Christopher Ondaatje is best known as a member of the great and the good and a generous patron of the arts, notably the National Portrait Gallery. The pieces collected in this book give glimpses of another, quite different life as a traveller and writer.
Ondaatje’s family were long-established Dutch tea planters in Ceylon. In 1947 Christopher was sent to Blundell’s School in the West Country, a ‘sallow, thin, frightened’ 13-year-old; transplanted from the ‘carefree wilderness life’ of his father’s tea plantation, he was lonely and bullied. He had been banished from the Garden of Eden.

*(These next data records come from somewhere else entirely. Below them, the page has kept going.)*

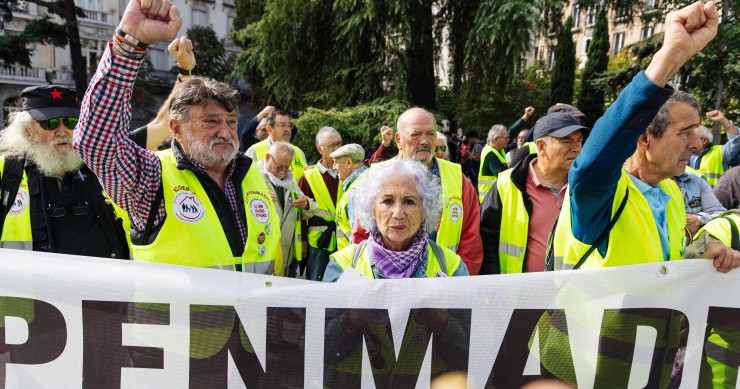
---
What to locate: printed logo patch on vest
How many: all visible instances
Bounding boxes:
[449,203,462,223]
[9,189,29,216]
[250,198,270,224]
[172,192,205,223]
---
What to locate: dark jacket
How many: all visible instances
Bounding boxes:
[479,153,537,274]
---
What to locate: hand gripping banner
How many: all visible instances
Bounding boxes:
[0,248,738,388]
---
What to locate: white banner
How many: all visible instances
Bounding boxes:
[0,248,738,388]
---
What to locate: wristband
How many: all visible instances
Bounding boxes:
[112,40,145,60]
[177,66,193,76]
[115,28,148,49]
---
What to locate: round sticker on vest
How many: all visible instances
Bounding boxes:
[258,232,266,244]
[9,189,29,216]
[449,203,462,223]
[250,198,270,224]
[172,192,205,223]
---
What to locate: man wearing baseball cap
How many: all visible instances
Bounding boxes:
[330,143,367,250]
[479,112,586,274]
[0,85,129,258]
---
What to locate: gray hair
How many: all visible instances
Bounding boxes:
[436,131,450,160]
[354,159,442,232]
[648,90,700,139]
[487,124,508,143]
[267,141,295,158]
[315,126,341,146]
[257,117,269,130]
[169,77,240,123]
[0,110,35,157]
[696,125,713,144]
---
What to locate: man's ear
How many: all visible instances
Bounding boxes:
[394,131,401,147]
[638,132,650,149]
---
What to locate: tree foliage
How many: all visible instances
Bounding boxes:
[578,8,609,127]
[292,99,407,162]
[550,16,575,106]
[180,25,232,81]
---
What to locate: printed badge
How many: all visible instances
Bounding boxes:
[9,189,29,216]
[449,203,462,223]
[172,192,205,223]
[250,198,270,224]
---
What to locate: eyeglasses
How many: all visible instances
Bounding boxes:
[322,141,342,149]
[47,202,89,218]
[38,117,78,131]
[435,145,447,152]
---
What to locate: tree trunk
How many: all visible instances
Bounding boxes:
[405,0,436,110]
[64,0,88,98]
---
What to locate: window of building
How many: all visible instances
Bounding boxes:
[148,48,167,70]
[547,47,555,70]
[613,32,625,54]
[645,0,659,10]
[616,5,629,19]
[572,4,580,28]
[586,5,598,25]
[642,25,655,39]
[584,37,592,54]
[192,9,208,26]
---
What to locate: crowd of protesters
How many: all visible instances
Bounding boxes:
[1,0,739,387]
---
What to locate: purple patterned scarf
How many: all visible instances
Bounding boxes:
[369,226,428,278]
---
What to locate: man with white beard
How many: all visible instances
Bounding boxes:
[0,85,129,258]
[259,141,315,277]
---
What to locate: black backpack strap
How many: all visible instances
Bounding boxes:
[573,187,630,270]
[140,182,165,245]
[0,157,26,233]
[545,213,561,272]
[721,215,740,252]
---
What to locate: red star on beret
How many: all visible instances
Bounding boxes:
[50,88,63,99]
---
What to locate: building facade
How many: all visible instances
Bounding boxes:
[0,0,241,124]
[526,0,663,70]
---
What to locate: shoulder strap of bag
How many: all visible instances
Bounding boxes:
[351,240,369,268]
[0,157,25,232]
[573,187,630,270]
[721,215,740,251]
[428,240,448,275]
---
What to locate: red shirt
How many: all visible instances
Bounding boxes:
[524,158,567,272]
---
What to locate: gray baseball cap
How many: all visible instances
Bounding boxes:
[330,143,365,161]
[533,113,589,140]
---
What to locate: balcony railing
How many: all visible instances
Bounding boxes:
[0,65,46,83]
[81,9,113,25]
[50,69,76,86]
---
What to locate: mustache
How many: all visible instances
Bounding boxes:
[415,144,431,152]
[51,136,73,145]
[209,137,237,149]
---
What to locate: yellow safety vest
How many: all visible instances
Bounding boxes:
[131,149,281,274]
[252,139,307,182]
[0,156,32,250]
[553,169,685,270]
[494,169,529,274]
[696,144,724,187]
[436,159,465,253]
[304,168,343,251]
[478,144,506,203]
[329,240,462,279]
[692,212,740,388]
[335,174,364,251]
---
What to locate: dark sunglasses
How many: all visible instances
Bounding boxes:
[435,145,447,152]
[47,202,89,218]
[38,117,78,131]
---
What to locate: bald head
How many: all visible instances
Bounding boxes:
[395,108,437,165]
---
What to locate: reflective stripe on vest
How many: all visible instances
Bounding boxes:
[253,140,307,182]
[0,157,32,250]
[495,169,529,274]
[693,213,740,387]
[554,169,685,270]
[131,149,281,273]
[696,145,724,187]
[524,142,537,154]
[304,168,343,251]
[436,159,464,254]
[330,241,462,278]
[478,144,506,203]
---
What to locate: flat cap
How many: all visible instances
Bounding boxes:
[330,143,365,161]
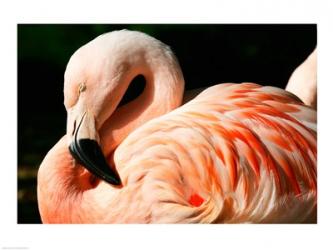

Independence for Ceylon came in 1948, and his father’s descent into alcoholism and debt followed soon after. He never saw his father again. Ondaatje survived, he claims, through reading the novels of Thomas Hardy.
Aged 22 he took the plunge and emigrated to Canada. He spent some time in Toronto as a hanger-on of a jazz band — as one of the stories implies, if he had been better at jazz, he might have drifted into that way of life. Then he broke out and moved to Montreal, arriving quite alone with only 20 dollars one frozen Christmas Eve — the subject of another story in the collection.
Ondaatje made a fortune out of publishing, but he writes little here about his 30-year business career. His quest for the prelapsarian life on his father’s tea plantation gives one spur to these essays.
Ondaatje has published a book about his search for his father — The Man-Eater of Punami — and some of the Sri Lanka stories here are by-products of that project and of his book on Leonard Woolf in the Ceylon civil service before 1914. A recurrent theme of the Ceylon stories is sudden or violent death. There’s a haunting tale about a ghostly scream in the house on the island paradise where the 12-year-old Ondaatje spent his last summer with his parents. Several stories revolve around real-life murders or evil omens, reflecting the violence and civil war of post-independence Sri Lanka. For Ondaatje, the days of British rule represent a paradise which can never be regained.
Another recurring theme is leopards. There is a Sri Lankan myth that Kuveni, the banished wife of the first king of Sri Lanka, returned as a leopard to prey on the people. Man-eating leopards inspire terror in Sri Lanka, and Ondaatje tracks down old men who tell stories about them. In Africa, a continent which Ondaatje is insistently drawn to, the leopards are not mythical but real.
In his fifties, Ondaatje sold his business interests in Canada, moved to England and devoted himself to a career of literature, travel and adventure, as well as patronage of the arts. Aged 65 he thought nothing of leaping onto an aeroplane and enduring intense discomfort in search of a sighting of a rare black leopard in Kenya. He jumps onto aeroplanes a lot. On his quest for the true source of the Nile — the subject of another of his books — he lies in his tent listening to a leopard breathing outside all night. From his author photo, he seems even to look rather like a leopard. No wonder he was drawn to write a book about Ernest Hemingway and his engagement with the African continent.
Ondaatje is working with a form he calls the non-fiction short story, and he moves freely between autobiography and fiction. Some of the stories stretch credibility. I don’t believe his tale about the ghost in his West Country home. He reveals very little about his private life. But these essays, superbly illustrated by Ana Maria Pacheco, are a delightful holiday read.